Wei Siwei, Xu Xiangyuan, Liu Dewen, Wang Chunzhi, Yan Lingyu, Wu Wangyu
School of Computer Science, Hubei University of Technology, Wuhan 430068, China.
CCCC Second Harbor Engineering Company Ltd., Wuhan 430056, China.
Sensors (Basel). 2025 Jun 16;25(12):3759. doi: 10.3390/s25123759.
Gait recognition, as a non-contact biometric technology, offers unique advantages in scenarios requiring long-distance identification without active cooperation from subjects. However, existing gait recognition methods predominantly rely on single-modal data, which demonstrates insufficient feature expression capabilities when confronted with complex factors in real-world environments, including viewpoint variations, clothing differences, occlusion problems, and illumination changes. This paper addresses these challenges by introducing a multi-modal gait recognition network based on channel shuffle regulation and spatial-frequency joint learning, which integrates two complementary modalities (silhouette data and heatmap data) to construct a more comprehensive gait representation. The channel shuffle-based feature selective regulation module achieves cross-channel information interaction and feature enhancement through channel grouping and feature shuffling strategies. This module divides input features along the channel dimension into multiple subspaces, which undergo channel-aware and spatial-aware processing to capture dependency relationships across different dimensions. Subsequently, channel shuffling operations facilitate information exchange between different semantic groups, achieving adaptive enhancement and optimization of features with relatively low parameter overhead. The spatial-frequency joint learning module maps spatiotemporal features to the spectral domain through fast Fourier transform, effectively capturing inherent periodic patterns and long-range dependencies in gait sequences. The global receptive field advantage of frequency domain processing enables the model to transcend local spatiotemporal constraints and capture global motion patterns.
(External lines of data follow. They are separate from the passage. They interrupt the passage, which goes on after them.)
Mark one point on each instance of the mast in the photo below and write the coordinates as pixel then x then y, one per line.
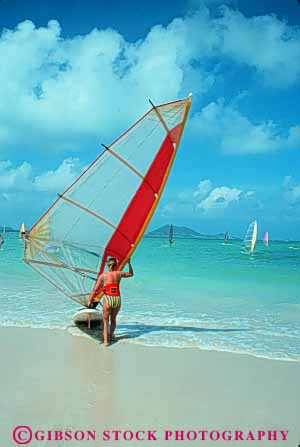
pixel 171 235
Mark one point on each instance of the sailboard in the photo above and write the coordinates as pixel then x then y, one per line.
pixel 250 237
pixel 106 211
pixel 171 236
pixel 266 239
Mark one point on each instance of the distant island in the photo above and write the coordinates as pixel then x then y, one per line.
pixel 184 233
pixel 8 229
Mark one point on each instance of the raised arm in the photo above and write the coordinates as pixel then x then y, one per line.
pixel 130 270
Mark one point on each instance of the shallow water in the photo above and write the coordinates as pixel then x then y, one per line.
pixel 201 294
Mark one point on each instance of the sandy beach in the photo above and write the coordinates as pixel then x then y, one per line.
pixel 52 380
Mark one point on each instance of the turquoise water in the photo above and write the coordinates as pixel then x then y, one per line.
pixel 200 294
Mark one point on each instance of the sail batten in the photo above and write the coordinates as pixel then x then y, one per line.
pixel 107 209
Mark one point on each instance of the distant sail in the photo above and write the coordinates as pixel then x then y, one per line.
pixel 171 235
pixel 226 238
pixel 266 239
pixel 250 237
pixel 106 211
pixel 22 230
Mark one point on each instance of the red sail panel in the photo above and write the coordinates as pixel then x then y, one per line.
pixel 143 201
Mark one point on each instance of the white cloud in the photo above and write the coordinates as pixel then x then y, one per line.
pixel 59 93
pixel 219 199
pixel 203 189
pixel 208 200
pixel 234 133
pixel 21 179
pixel 57 180
pixel 291 191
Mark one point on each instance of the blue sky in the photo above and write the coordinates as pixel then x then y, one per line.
pixel 71 78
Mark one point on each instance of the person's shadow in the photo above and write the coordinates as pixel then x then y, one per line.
pixel 134 330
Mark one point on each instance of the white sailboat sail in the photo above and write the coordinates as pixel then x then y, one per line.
pixel 266 239
pixel 107 209
pixel 22 230
pixel 250 237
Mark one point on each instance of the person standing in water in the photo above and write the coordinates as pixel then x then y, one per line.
pixel 109 283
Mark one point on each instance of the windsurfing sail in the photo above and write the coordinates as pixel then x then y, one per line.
pixel 171 235
pixel 266 239
pixel 250 237
pixel 226 237
pixel 22 230
pixel 106 211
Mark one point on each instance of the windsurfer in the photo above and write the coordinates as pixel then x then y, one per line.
pixel 108 282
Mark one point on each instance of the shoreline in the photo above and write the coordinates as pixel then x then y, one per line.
pixel 75 332
pixel 53 380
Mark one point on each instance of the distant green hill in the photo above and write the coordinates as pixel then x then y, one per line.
pixel 7 229
pixel 182 233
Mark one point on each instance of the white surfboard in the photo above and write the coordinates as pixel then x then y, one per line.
pixel 91 317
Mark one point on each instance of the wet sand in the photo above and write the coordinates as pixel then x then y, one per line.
pixel 53 380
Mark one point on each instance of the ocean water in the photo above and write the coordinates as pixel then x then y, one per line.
pixel 195 294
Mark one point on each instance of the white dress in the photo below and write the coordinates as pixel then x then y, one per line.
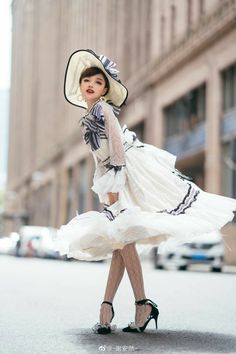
pixel 157 204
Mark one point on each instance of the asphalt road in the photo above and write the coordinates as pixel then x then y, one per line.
pixel 49 306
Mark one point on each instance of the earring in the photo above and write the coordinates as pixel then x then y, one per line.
pixel 80 97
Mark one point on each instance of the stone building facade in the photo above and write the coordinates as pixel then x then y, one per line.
pixel 178 60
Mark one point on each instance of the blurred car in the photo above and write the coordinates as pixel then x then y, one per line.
pixel 6 245
pixel 206 249
pixel 37 241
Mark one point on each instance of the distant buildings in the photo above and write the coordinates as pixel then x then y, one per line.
pixel 178 60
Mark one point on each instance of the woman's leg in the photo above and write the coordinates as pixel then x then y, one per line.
pixel 134 270
pixel 115 275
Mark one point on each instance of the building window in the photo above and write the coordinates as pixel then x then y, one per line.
pixel 70 194
pixel 201 8
pixel 173 22
pixel 229 88
pixel 83 185
pixel 139 130
pixel 162 33
pixel 190 15
pixel 229 169
pixel 186 113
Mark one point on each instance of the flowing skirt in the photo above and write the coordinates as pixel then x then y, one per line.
pixel 161 207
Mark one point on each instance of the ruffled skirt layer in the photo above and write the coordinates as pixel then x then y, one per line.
pixel 161 208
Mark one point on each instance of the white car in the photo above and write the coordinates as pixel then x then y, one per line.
pixel 206 249
pixel 37 241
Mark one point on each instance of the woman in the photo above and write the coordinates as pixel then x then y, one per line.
pixel 146 200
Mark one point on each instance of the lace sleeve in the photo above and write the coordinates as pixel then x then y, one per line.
pixel 115 178
pixel 114 134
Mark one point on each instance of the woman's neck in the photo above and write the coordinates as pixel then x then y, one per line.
pixel 91 104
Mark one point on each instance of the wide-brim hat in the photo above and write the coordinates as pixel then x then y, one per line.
pixel 80 61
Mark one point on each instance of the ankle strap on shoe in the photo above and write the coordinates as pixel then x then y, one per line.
pixel 145 301
pixel 106 302
pixel 141 302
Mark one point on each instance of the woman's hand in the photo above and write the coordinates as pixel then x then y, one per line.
pixel 113 197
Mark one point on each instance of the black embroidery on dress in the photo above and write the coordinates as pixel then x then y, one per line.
pixel 95 127
pixel 115 167
pixel 108 213
pixel 181 175
pixel 186 203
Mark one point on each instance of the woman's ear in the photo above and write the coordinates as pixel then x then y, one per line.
pixel 105 91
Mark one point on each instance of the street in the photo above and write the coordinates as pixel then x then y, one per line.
pixel 49 306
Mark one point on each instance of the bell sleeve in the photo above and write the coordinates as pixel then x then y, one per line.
pixel 115 177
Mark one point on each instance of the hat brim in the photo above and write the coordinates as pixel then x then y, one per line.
pixel 78 62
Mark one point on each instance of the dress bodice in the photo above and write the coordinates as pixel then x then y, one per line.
pixel 103 133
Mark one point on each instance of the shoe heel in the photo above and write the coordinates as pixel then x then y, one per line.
pixel 155 318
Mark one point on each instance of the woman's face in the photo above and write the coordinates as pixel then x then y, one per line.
pixel 92 88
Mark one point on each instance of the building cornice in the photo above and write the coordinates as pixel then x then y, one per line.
pixel 210 29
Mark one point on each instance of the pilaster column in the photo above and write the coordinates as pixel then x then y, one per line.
pixel 213 125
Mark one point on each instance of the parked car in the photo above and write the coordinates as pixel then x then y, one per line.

Concurrently, the spatial domain processing branch balances the contributions of frequency and spatial domain information through an adaptive weighting mechanism, maintaining computational efficiency while enhancing features. Experimental results demonstrate that the proposed GaitCSF model achieves significant performance improvements on mainstream datasets including GREW, Gait3D, and SUSTech1k, breaking through the performance bottlenecks of traditional methods. The implications of this research are significant for improving the performance and robustness of gait recognition systems when implemented in practical application scenarios.
步态识别作为一种非接触式生物识别技术,在需要远距离识别且无需主体主动配合的场景中具有独特优势。然而,现有的步态识别方法主要依赖单模态数据,在面对现实环境中的复杂因素时,其特征表达能力不足,这些因素包括视角变化、服装差异、遮挡问题和光照变化。本文通过引入一种基于通道混洗调节和空间频率联合学习的多模态步态识别网络来应对这些挑战,该网络整合了两种互补模态(轮廓数据和热图数据)以构建更全面的步态表示。基于通道混洗的特征选择性调节模块通过通道分组和特征混洗策略实现跨通道信息交互和特征增强。该模块将输入特征沿通道维度划分为多个子空间,对其进行通道感知和空间感知处理,以捕获不同维度之间的依赖关系。随后,通道混洗操作促进不同语义组之间的信息交换,以相对较低的参数开销实现特征的自适应增强和优化。空间频率联合学习模块通过快速傅里叶变换将时空特征映射到频域,有效捕获步态序列中固有的周期性模式和长程依赖关系。频域处理的全局感受野优势使模型能够超越局部时空约束并捕获全局运动模式。同时,空间域处理分支通过自适应加权机制平衡频域和空间域信息的贡献,在增强特征的同时保持计算效率。实验结果表明,所提出的GaitCSF模型在包括GREW、Gait3D和SUSTech1k在内的主流数据集上取得了显著的性能提升,突破了传统方法的性能瓶颈。本研究对于在实际应用场景中实现时提高步态识别系统的性能和鲁棒性具有重要意义。